Based on the above observations, our MS-DAB module design is shown in Figure 4D. First, we use a channel separation technique to segment the input features in the channel direction, thereby reducing the computational complexity. The depth-wise separable dilated convolution and dynamic convolution can improve the expressiveness of the model without increasing the network width and depth. Therefore, we replace the 3 × 3 convolutions in the first branch with 3 × 1 convolutions and 1 × 3 convolutions. We replace the standard 3 × 3 convolution in the second branch with 3 × 1 and 1 × 3 depth-wise multi-dimensional dynamic convolution. In order to achieve a better encoding effect, the feature maps of the two branches are spliced together, and 1 × 1 convolution is used to perform information fusion between feature map channels. In order to increase the receptive field of the module and obtain the contextual information of the feature, we add a 3 × 1 and a 1 × 3 multi-dimensional dilated dynamic convolution. Afterward, residual connections are used to improve feature utilization and simplify training. Finally, we use the shuffle operation in Figure 4B to enhance the robustness of the encoder.

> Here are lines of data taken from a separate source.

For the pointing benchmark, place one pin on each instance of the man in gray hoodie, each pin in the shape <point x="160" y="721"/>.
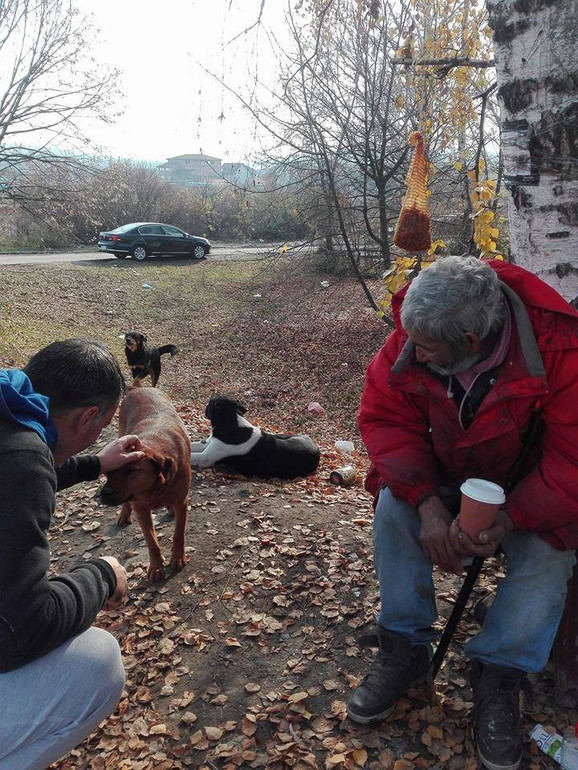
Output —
<point x="59" y="676"/>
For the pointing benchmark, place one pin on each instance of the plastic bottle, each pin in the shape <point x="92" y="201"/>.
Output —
<point x="345" y="446"/>
<point x="569" y="749"/>
<point x="549" y="743"/>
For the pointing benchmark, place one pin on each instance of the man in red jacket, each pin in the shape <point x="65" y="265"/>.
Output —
<point x="477" y="349"/>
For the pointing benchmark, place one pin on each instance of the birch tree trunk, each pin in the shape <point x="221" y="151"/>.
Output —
<point x="536" y="49"/>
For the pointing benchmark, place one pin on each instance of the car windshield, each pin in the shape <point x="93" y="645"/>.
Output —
<point x="123" y="228"/>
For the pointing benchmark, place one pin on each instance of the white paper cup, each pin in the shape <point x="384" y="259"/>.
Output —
<point x="481" y="501"/>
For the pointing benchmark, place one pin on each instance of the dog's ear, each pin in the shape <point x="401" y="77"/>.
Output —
<point x="213" y="407"/>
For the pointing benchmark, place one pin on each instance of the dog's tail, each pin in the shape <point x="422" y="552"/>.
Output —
<point x="172" y="349"/>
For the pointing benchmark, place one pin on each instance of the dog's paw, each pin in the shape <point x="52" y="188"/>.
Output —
<point x="178" y="561"/>
<point x="124" y="518"/>
<point x="155" y="571"/>
<point x="199" y="461"/>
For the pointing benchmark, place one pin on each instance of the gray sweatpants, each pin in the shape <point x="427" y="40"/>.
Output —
<point x="49" y="706"/>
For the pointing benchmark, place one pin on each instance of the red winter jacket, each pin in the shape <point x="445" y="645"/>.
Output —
<point x="416" y="444"/>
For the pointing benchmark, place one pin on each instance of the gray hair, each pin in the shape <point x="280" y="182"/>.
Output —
<point x="454" y="296"/>
<point x="75" y="373"/>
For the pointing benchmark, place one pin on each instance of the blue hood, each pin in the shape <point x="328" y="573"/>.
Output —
<point x="19" y="402"/>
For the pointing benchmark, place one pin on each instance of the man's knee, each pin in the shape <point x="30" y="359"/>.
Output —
<point x="391" y="512"/>
<point x="106" y="670"/>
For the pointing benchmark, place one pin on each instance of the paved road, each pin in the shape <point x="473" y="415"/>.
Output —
<point x="220" y="251"/>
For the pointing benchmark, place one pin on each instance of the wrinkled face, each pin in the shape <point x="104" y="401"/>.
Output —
<point x="135" y="481"/>
<point x="441" y="357"/>
<point x="134" y="341"/>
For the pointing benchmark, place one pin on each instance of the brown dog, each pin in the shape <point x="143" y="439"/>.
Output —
<point x="159" y="480"/>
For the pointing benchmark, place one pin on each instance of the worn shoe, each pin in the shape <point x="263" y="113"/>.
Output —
<point x="497" y="719"/>
<point x="397" y="664"/>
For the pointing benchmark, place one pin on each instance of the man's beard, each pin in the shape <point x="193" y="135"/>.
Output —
<point x="456" y="366"/>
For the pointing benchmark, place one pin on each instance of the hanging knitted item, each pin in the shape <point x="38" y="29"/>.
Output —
<point x="412" y="232"/>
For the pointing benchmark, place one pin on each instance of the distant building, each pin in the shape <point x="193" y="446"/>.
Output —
<point x="197" y="170"/>
<point x="238" y="173"/>
<point x="191" y="170"/>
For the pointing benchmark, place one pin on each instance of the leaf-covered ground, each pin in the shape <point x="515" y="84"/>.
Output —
<point x="246" y="658"/>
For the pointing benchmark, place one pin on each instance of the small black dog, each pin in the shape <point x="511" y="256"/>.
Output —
<point x="236" y="445"/>
<point x="143" y="359"/>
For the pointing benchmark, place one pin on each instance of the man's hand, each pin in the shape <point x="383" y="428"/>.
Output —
<point x="489" y="539"/>
<point x="117" y="599"/>
<point x="119" y="452"/>
<point x="434" y="535"/>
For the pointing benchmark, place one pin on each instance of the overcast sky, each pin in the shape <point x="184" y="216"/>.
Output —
<point x="171" y="106"/>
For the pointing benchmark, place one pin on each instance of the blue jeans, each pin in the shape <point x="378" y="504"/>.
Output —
<point x="520" y="627"/>
<point x="50" y="705"/>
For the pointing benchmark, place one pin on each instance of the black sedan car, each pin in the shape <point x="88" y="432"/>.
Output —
<point x="143" y="239"/>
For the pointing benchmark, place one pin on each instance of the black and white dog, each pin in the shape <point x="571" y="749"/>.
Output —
<point x="236" y="445"/>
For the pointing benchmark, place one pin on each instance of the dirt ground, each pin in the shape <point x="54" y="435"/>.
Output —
<point x="246" y="658"/>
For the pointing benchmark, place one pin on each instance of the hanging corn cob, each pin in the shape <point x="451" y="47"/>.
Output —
<point x="412" y="232"/>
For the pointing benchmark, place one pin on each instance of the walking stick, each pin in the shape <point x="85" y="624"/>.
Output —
<point x="533" y="431"/>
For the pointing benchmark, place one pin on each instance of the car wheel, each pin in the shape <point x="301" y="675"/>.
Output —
<point x="139" y="253"/>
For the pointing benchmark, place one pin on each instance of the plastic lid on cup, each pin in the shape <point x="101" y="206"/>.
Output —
<point x="483" y="491"/>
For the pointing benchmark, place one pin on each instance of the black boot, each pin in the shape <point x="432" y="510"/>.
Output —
<point x="397" y="664"/>
<point x="497" y="720"/>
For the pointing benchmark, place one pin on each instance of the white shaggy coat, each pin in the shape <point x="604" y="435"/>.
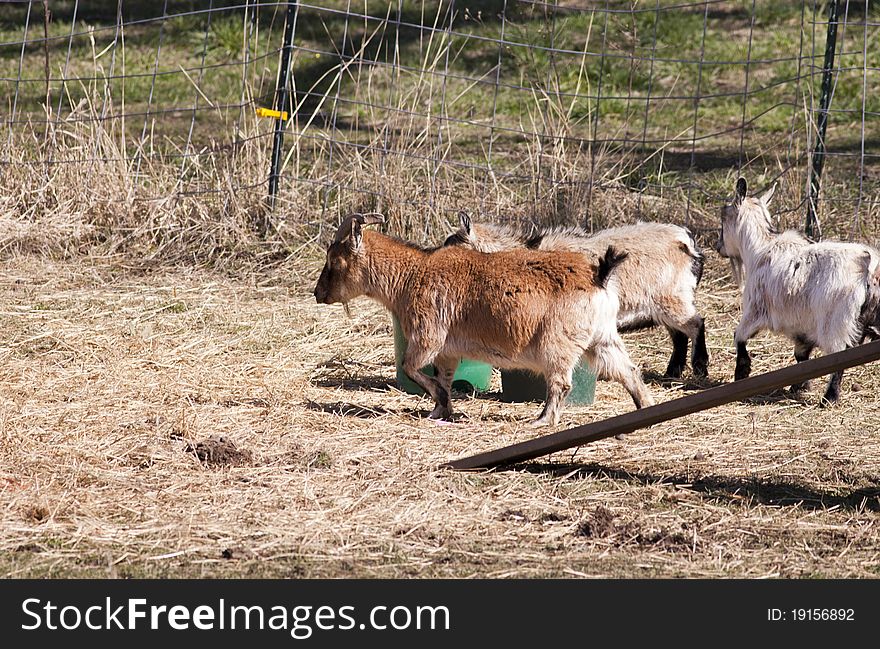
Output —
<point x="817" y="294"/>
<point x="657" y="282"/>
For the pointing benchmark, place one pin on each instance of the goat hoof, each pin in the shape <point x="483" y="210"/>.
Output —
<point x="827" y="402"/>
<point x="673" y="372"/>
<point x="440" y="413"/>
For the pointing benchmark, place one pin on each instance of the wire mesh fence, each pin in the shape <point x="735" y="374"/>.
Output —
<point x="141" y="115"/>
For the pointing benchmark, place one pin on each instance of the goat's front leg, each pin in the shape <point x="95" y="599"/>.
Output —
<point x="745" y="330"/>
<point x="802" y="350"/>
<point x="558" y="380"/>
<point x="415" y="358"/>
<point x="677" y="361"/>
<point x="832" y="392"/>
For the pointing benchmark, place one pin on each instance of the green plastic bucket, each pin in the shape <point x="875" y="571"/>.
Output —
<point x="471" y="376"/>
<point x="522" y="385"/>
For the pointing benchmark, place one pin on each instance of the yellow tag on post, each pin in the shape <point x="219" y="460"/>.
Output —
<point x="268" y="112"/>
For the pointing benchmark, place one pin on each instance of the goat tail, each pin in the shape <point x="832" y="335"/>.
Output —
<point x="607" y="264"/>
<point x="870" y="314"/>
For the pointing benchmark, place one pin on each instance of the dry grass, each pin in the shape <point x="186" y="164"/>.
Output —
<point x="182" y="422"/>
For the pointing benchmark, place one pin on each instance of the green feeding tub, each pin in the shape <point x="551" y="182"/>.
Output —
<point x="471" y="376"/>
<point x="522" y="385"/>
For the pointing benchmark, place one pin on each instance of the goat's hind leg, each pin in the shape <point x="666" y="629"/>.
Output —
<point x="612" y="363"/>
<point x="415" y="358"/>
<point x="445" y="367"/>
<point x="747" y="328"/>
<point x="802" y="350"/>
<point x="700" y="353"/>
<point x="832" y="392"/>
<point x="678" y="360"/>
<point x="558" y="380"/>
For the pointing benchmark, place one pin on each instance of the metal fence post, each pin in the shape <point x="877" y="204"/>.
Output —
<point x="812" y="224"/>
<point x="281" y="101"/>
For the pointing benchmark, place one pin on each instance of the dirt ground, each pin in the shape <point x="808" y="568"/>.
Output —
<point x="160" y="422"/>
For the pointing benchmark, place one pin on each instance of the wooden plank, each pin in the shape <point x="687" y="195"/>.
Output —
<point x="673" y="409"/>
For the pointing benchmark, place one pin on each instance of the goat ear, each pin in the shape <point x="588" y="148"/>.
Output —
<point x="356" y="237"/>
<point x="371" y="218"/>
<point x="741" y="189"/>
<point x="464" y="220"/>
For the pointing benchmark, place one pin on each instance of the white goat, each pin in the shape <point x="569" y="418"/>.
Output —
<point x="821" y="295"/>
<point x="520" y="309"/>
<point x="656" y="283"/>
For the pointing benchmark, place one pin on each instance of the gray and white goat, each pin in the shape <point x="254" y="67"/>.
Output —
<point x="824" y="295"/>
<point x="656" y="283"/>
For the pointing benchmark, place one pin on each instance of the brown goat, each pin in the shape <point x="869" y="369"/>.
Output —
<point x="520" y="309"/>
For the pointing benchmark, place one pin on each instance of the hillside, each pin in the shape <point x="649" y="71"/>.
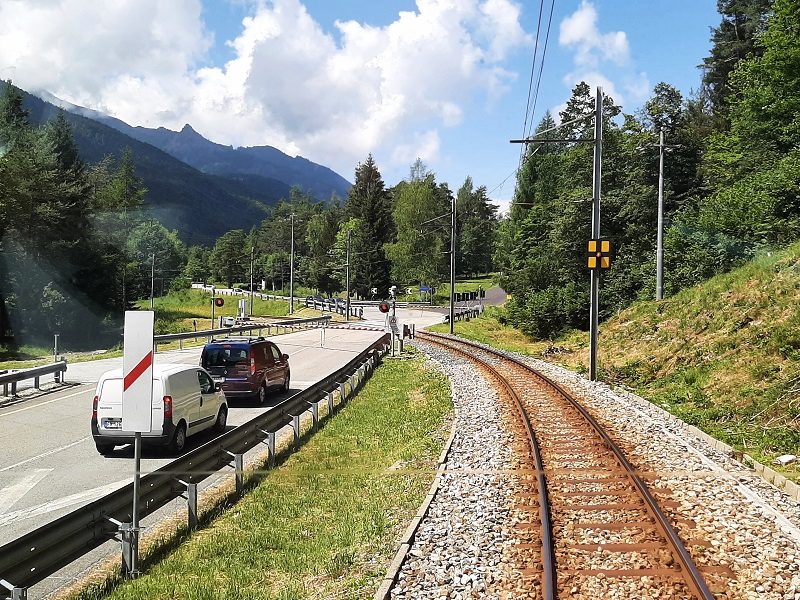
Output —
<point x="201" y="207"/>
<point x="723" y="356"/>
<point x="260" y="167"/>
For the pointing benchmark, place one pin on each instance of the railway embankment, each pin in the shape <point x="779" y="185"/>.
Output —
<point x="723" y="356"/>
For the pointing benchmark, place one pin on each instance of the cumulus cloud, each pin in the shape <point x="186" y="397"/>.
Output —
<point x="601" y="58"/>
<point x="579" y="30"/>
<point x="291" y="84"/>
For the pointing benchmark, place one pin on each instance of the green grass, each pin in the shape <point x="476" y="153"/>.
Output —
<point x="723" y="356"/>
<point x="179" y="311"/>
<point x="324" y="523"/>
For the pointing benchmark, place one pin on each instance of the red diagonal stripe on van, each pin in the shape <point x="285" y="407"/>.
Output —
<point x="131" y="377"/>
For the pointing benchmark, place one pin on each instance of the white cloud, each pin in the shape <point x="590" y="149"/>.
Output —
<point x="601" y="59"/>
<point x="579" y="30"/>
<point x="290" y="84"/>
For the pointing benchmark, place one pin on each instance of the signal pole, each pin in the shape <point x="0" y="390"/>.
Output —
<point x="452" y="262"/>
<point x="252" y="257"/>
<point x="660" y="235"/>
<point x="595" y="273"/>
<point x="152" y="277"/>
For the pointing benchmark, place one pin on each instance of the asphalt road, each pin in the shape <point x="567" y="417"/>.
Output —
<point x="49" y="465"/>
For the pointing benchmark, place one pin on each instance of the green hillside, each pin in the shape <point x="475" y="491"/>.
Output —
<point x="723" y="356"/>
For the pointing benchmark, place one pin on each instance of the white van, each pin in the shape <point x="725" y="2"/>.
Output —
<point x="185" y="400"/>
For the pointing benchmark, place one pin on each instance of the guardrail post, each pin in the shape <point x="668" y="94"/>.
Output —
<point x="16" y="593"/>
<point x="130" y="550"/>
<point x="191" y="502"/>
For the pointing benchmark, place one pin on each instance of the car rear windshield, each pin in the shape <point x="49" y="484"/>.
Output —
<point x="222" y="355"/>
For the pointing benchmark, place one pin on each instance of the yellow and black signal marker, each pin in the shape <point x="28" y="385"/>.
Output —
<point x="599" y="254"/>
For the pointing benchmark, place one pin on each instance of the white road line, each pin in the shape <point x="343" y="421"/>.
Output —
<point x="43" y="454"/>
<point x="47" y="507"/>
<point x="9" y="495"/>
<point x="13" y="412"/>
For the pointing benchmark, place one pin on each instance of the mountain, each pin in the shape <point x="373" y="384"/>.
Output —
<point x="200" y="206"/>
<point x="246" y="164"/>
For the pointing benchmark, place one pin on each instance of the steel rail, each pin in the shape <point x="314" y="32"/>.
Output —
<point x="548" y="542"/>
<point x="32" y="557"/>
<point x="695" y="580"/>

Compared with the residual module of the same type, our MS-DAB module has the following advantages: First, we introduce MDy-Conv convolution in the residual module, which improves the encoding ability of the module; Second, the module adopts feature channel separation. The operation is separated from the convolution depth to reduce the computational complexity; Thirdly, the hollow multi-dimensional dynamic convolution is introduced to increase the receptive field of the encoder and improve the segmentation accuracy; Finally, channel shuffling and residual connection are used to improve the robustness of the network, reduce the difficulty of training.
3.3 SC-FP module
The image segmentation scene is complex and changeable, and simple upsampling will lose details. Moreover, most lightweight real-time semantic segmentation adopts three coding stages, resulting in a too-small receptive field. Lightweight real-time semantic segmentation requires the decoding part to increase the receptive field, improve multi-scale information fusion, and reduce the loss of details. Therefore, we design a decoding module feature pyramid with spatial and channel attention (SC-FP module) that includes feature pyramid structure, spatial attention, and channel attention mechanisms. Feature pyramid structure can fuse multi-scale context information while increasing the receptive field of the network and reducing the loss of details. FPN proposes a feature pyramid structure, as shown in Figure 5A. FPN works well for multi-scale object recognition. However, too many layers exist in each encoding stage, resulting in an enormous computational burden. Channel Attention (CA) and Spatial Attention (SA) can perform feature selection on both channels and spaces, and the specific structures are shown in Figures 5B, C.
Figure 5. (A) Feature pyramid network (FPN). (B) Channel attention (CA). (C) Spatial attention (SA). (D) Our SC-FP module. For brevity, the batch normalization and activation functions are not marked.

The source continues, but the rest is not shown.